Investigadores de la Universidad de Alberta, Canadá, iniciaron con la intención de diseñar adipocitos blancos, que podrían producir insulina para personas con diabetes tipo 1.  Al configurar los controles para su experimento, observaron un fenómeno extraño que no se había informado anteriormente.

Se sabía que los canales de las membranas de los adipocitos podrían abrirse y cerrarse bajo la influencia de ciertas longitudes de onda de luz visible. Para sentar las bases de las células grasas de bioingeniería, los investigadores controlaron los tipos de longitudes de onda a las que los adipocitos estaban expuestos y midieron el efecto sobre los movimientos de las partículas cargadas a través de la membrana.

Notaron que la corriente más alta se generaba cuando la longitud de onda de la luz estaba entre 450 y 480 nanómetros.

“Notamos la reacción en las células de tejido humano en nuestros experimentos de control negativo, y como no había nada en la literatura, sabíamos que era importante investigar más a fondo”, explica el farmacólogo y autor principal Peter Light.

No es inusual que otras células de nuestro cuerpo reaccionen a la luz azul.
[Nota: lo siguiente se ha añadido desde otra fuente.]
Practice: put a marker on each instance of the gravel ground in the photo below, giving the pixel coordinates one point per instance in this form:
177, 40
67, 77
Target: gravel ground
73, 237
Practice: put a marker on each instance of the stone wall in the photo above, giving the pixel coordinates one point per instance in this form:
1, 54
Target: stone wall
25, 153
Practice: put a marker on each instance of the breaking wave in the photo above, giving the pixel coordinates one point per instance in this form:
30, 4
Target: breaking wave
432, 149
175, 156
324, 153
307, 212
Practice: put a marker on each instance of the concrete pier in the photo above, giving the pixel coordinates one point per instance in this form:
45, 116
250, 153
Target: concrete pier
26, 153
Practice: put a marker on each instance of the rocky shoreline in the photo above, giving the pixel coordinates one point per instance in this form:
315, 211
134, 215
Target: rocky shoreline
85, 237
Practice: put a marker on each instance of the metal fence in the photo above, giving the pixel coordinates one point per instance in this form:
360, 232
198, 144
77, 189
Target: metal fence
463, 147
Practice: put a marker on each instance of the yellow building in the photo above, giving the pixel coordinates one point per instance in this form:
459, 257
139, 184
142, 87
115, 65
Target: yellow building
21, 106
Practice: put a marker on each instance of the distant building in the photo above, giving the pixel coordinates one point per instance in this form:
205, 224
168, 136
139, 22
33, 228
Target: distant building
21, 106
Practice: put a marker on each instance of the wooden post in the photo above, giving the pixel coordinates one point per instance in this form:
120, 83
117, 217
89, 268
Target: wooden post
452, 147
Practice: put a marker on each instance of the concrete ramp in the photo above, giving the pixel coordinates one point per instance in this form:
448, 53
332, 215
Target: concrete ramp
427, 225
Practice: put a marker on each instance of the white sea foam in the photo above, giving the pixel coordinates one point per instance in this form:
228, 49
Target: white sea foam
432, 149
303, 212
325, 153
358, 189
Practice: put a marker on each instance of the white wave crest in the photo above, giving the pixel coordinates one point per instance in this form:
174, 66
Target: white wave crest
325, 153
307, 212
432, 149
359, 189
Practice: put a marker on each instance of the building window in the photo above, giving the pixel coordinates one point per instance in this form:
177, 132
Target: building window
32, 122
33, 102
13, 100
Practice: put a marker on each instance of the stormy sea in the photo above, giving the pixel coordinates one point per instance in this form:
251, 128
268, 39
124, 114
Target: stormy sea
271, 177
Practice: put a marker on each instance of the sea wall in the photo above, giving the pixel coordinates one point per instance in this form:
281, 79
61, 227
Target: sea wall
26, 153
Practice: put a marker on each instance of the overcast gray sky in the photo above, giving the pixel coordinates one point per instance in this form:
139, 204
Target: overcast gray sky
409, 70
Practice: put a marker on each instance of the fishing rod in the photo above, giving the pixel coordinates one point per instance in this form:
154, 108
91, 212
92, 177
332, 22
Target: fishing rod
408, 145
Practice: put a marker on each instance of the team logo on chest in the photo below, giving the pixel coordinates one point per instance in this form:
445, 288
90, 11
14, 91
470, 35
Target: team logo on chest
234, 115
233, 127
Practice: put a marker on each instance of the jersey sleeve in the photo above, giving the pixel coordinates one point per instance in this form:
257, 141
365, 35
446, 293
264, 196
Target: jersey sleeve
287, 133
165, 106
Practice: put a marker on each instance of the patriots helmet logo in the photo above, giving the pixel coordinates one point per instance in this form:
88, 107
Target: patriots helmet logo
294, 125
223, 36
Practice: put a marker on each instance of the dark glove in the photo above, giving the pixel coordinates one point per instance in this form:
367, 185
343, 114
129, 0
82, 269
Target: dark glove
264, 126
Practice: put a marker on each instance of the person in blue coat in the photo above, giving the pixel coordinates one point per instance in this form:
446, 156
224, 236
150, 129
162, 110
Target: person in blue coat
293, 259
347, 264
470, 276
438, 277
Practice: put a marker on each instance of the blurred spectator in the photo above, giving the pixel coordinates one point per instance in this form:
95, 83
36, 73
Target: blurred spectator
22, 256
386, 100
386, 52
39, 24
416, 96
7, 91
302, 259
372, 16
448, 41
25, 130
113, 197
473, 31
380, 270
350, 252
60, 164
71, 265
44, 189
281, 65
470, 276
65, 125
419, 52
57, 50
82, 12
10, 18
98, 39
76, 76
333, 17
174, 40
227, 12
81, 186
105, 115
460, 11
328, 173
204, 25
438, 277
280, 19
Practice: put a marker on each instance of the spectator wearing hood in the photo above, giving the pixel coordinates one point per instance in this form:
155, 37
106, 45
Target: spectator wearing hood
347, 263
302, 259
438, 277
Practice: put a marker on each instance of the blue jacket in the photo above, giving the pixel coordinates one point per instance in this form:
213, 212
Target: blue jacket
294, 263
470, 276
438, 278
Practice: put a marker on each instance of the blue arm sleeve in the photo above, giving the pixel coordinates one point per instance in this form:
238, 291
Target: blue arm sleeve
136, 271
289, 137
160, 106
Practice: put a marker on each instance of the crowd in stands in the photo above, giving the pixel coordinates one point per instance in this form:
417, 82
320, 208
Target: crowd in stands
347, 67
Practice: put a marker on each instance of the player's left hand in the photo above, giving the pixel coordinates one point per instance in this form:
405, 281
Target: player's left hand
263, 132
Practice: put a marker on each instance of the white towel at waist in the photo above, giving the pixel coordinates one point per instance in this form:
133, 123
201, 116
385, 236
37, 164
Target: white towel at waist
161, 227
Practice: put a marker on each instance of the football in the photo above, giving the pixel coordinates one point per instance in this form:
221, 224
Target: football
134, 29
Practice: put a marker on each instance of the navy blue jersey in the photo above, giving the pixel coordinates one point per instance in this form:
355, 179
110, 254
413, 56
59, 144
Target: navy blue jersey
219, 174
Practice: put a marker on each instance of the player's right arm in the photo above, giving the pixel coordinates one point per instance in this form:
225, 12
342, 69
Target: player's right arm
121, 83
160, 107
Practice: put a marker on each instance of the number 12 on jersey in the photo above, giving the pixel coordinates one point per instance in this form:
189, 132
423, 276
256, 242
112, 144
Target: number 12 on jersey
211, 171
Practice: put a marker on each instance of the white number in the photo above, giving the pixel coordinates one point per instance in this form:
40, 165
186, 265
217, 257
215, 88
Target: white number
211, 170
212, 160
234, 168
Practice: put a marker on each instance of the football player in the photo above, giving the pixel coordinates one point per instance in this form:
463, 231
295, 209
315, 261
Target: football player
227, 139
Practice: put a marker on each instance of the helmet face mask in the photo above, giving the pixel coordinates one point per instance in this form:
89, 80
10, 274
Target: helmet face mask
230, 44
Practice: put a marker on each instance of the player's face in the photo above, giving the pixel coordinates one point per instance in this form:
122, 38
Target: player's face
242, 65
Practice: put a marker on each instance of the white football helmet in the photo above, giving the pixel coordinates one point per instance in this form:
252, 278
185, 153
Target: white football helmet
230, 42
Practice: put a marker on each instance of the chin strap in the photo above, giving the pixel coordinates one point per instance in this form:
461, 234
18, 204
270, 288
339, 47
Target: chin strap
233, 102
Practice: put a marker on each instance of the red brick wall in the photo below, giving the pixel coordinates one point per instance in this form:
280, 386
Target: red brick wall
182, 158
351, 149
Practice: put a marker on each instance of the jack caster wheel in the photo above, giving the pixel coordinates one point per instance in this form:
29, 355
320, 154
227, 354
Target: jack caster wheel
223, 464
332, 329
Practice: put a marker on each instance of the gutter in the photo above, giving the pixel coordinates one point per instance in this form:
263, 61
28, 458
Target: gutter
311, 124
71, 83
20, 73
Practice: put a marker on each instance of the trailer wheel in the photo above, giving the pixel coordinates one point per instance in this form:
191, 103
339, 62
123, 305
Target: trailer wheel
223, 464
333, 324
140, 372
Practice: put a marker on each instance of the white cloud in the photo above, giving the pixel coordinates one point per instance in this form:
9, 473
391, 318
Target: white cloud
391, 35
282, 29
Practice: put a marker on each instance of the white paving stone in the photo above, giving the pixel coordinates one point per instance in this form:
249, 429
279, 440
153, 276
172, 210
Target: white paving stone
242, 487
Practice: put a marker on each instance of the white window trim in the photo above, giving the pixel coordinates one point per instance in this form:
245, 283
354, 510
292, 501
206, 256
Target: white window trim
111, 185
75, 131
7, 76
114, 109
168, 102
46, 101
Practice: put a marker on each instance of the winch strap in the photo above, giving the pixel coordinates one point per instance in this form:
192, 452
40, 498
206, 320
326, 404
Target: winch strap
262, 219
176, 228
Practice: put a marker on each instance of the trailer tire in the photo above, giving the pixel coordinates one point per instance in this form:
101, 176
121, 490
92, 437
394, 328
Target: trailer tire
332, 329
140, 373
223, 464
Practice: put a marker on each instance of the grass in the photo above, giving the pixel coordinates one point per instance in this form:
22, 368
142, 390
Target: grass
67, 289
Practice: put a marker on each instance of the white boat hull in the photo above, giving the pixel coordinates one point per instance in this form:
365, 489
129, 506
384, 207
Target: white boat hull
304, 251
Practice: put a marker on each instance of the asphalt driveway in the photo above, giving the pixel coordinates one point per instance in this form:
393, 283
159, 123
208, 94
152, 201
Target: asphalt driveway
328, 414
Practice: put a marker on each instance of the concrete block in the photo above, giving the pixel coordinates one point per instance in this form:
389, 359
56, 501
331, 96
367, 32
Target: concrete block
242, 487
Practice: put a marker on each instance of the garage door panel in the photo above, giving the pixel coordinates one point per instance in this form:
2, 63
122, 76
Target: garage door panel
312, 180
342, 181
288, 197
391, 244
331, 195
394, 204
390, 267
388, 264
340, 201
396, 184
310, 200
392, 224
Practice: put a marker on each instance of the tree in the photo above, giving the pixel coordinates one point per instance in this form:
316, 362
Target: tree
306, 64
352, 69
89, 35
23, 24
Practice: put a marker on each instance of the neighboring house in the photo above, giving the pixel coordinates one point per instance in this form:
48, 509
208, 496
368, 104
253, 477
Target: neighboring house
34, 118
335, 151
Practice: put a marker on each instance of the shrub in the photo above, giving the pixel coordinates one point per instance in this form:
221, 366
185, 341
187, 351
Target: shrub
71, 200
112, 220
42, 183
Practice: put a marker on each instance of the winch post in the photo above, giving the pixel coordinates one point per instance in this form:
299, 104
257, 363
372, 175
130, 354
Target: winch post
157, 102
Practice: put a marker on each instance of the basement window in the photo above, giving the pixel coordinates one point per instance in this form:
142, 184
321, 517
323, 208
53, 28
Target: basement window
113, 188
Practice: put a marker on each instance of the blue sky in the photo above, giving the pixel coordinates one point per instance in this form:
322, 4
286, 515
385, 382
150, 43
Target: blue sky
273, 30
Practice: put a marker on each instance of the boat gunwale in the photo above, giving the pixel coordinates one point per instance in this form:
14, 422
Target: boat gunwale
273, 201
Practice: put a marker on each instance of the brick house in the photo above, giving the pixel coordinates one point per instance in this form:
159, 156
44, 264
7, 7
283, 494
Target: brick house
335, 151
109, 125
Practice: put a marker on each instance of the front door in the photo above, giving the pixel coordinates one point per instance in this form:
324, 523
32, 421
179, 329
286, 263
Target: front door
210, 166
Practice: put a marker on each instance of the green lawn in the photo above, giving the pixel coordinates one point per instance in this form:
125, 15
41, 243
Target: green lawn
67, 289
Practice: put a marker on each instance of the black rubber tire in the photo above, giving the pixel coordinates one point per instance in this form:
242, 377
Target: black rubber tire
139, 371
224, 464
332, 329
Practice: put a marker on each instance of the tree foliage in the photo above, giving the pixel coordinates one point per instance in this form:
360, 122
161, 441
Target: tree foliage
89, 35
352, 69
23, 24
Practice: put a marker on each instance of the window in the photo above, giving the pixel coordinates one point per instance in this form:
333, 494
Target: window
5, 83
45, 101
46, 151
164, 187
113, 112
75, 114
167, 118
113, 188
Las células fotosensibles en nuestra retina no solo responden fuertemente a este color, sino que usan el color para indicar al cuerpo que están detectando la luz solar.

Esto es útil para ayudar al reloj del cuerpo, o al ritmo circadiano, a mantener el tiempo con períodos fluctuantes de día y de noche.
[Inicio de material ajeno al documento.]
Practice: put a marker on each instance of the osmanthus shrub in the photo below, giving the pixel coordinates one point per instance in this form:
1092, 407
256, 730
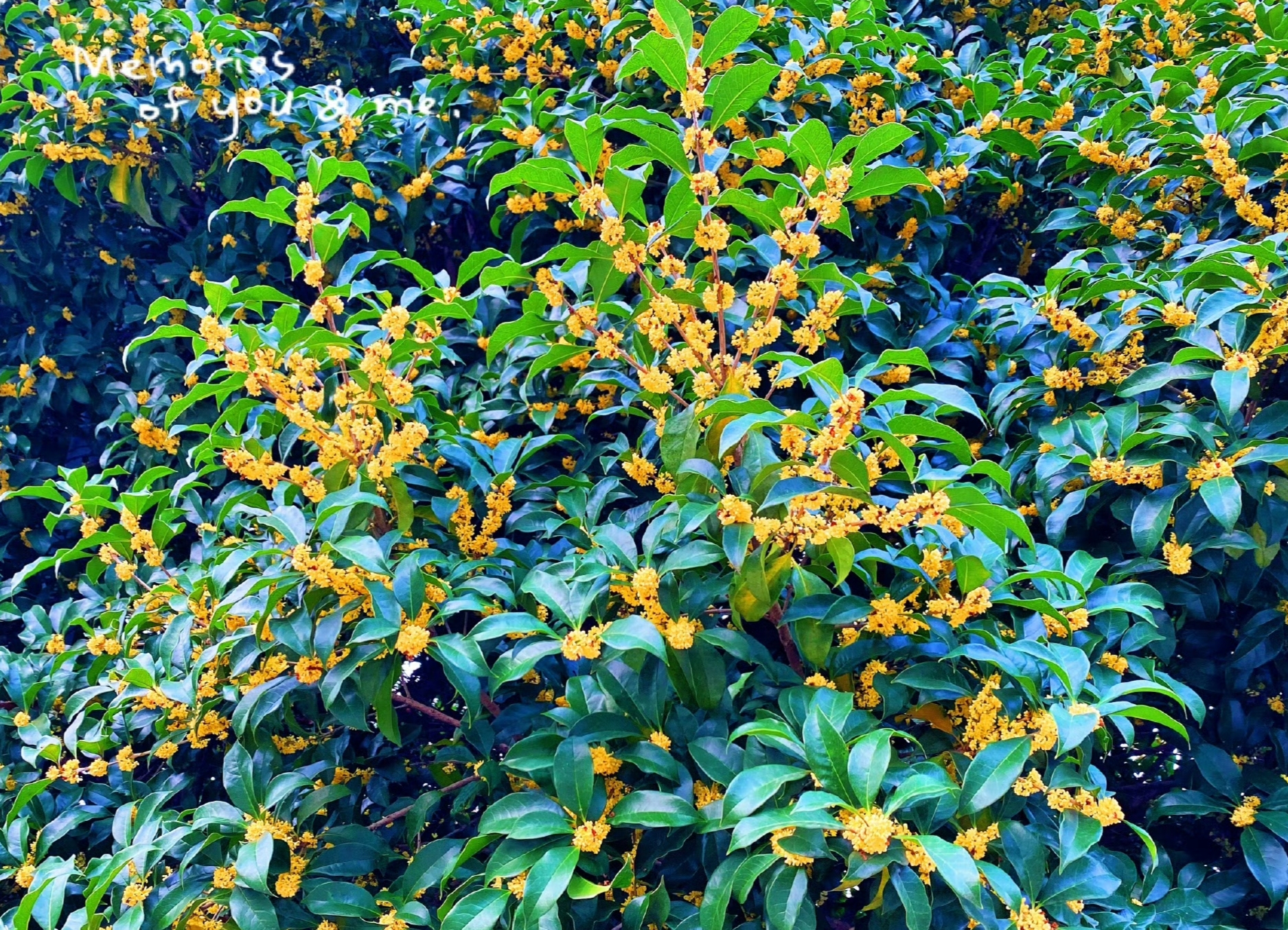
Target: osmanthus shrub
739, 546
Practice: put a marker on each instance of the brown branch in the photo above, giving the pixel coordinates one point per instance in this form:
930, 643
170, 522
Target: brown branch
785, 637
426, 710
398, 815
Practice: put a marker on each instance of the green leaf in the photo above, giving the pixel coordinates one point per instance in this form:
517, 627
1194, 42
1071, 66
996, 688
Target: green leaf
1224, 499
870, 760
751, 787
253, 911
548, 881
812, 143
826, 752
525, 815
912, 896
654, 809
1079, 834
679, 22
1267, 861
886, 179
920, 426
575, 776
527, 325
65, 182
1230, 389
729, 30
666, 58
25, 794
270, 159
541, 174
695, 554
257, 208
635, 633
1151, 520
1154, 376
736, 91
867, 148
554, 357
992, 773
715, 898
477, 911
342, 899
585, 141
956, 867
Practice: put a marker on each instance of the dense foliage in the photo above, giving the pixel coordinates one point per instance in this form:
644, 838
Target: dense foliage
638, 467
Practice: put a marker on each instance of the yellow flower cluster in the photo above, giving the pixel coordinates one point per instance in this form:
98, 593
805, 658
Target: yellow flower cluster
478, 544
1246, 815
584, 643
983, 723
1107, 811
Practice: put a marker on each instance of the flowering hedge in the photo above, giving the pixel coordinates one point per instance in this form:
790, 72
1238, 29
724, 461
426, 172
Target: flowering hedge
688, 465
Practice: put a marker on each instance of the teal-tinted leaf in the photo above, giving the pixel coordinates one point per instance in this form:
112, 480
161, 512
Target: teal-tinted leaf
992, 773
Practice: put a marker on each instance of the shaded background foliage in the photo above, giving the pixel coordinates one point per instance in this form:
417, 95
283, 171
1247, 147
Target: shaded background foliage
1091, 263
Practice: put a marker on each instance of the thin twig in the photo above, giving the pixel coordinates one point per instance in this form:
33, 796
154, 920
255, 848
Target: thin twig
426, 710
398, 815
Los investigadores tenían curiosidad por ver si la reacción a la luz azul provocaba la activación de los mismos genes en los adipocitos que en otras células fotosensibles.

No solo descubrieron que las células de grasa sí producen la proteína del reloj corporal conocida como melanopsina, sino que también descubrieron que las células liberaron más de la molécula de glicerol y redujeron el tamaño de su reserva de lípidos en casi un tercio.
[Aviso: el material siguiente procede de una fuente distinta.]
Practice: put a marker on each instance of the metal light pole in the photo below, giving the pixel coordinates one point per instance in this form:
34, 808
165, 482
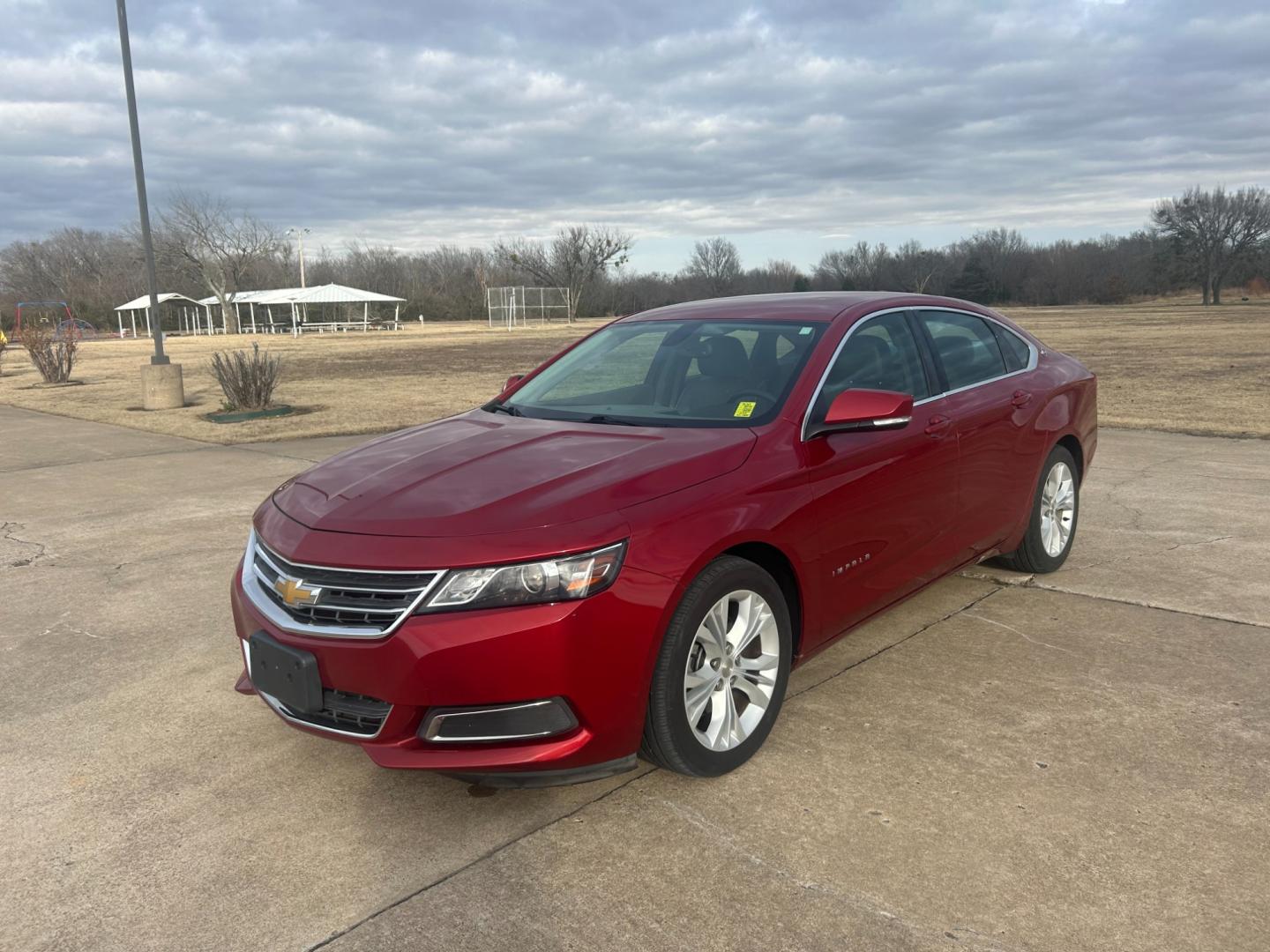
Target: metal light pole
161, 383
159, 357
300, 234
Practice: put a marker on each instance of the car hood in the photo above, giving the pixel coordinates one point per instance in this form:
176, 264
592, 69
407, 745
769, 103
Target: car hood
482, 473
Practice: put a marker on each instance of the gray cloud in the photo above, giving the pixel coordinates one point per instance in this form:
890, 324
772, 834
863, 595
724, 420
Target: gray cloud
417, 123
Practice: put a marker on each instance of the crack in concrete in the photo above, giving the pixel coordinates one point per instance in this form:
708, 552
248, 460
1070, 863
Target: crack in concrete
1120, 560
1020, 634
1042, 587
6, 531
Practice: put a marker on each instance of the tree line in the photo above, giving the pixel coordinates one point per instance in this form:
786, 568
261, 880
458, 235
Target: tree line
1212, 239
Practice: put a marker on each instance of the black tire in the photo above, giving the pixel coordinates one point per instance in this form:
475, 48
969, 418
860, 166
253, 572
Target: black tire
1032, 555
669, 738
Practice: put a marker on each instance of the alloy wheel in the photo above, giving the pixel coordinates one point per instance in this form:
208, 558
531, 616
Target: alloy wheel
1057, 509
730, 673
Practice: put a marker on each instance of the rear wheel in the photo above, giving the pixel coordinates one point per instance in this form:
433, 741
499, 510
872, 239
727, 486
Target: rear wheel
1052, 525
721, 672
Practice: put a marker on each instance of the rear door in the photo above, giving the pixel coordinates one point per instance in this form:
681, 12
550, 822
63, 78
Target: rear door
987, 405
884, 499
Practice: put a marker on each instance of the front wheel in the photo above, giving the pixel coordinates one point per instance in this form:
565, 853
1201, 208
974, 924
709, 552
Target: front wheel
1052, 524
721, 672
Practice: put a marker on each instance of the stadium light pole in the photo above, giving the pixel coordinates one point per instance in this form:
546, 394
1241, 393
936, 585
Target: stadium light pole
163, 386
300, 234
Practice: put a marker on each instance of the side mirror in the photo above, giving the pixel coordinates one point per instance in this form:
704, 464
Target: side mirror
866, 410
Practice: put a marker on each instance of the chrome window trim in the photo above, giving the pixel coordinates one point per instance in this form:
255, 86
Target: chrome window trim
280, 710
1034, 357
432, 732
276, 616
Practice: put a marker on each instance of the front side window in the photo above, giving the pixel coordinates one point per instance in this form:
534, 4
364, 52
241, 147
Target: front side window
880, 354
672, 374
964, 346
“Cuando las longitudes de onda de la luz azul del Sol -la luz que podemos ver con nuestro ojo- penetran en nuestra piel y alcanzan las células grasas justo debajo, las gotas de lípidos disminuyen de tamaño y se liberan de la célula”, dice Light. “En otras palabras, nuestras células no almacenan tanta grasa”.

En términos prácticos,salir y caminar a la luz del sol, no solo nos ayuda a producir más vitamina D, sino que podría ayudar a que nuestro cuerpo almacene tanta grasa como sea posible.

“Obviamente, hay mucha literatura que sugiere que nuestra generación actual tendrá más sobrepeso que sus padres, y tal vez esto alimente el debate sobre lo que es una exposición saludable a la luz solar”, dice Light.

Dicho esto, no deberíamos promocionar esto como la moda de pérdida de peso de la próxima temporada. El contexto lo es todo.

Lo que esta investigación podría hacer es señalar el camino a futuros tratamientos de pérdida de peso o ayudarnos a desarrollar mejores métodos para controlar la diabetes.

Mirando más allá de las aplicaciones prácticas, el descubrimiento agrega detalles a las complejidades de los altibajos del ritmo circadiano humano.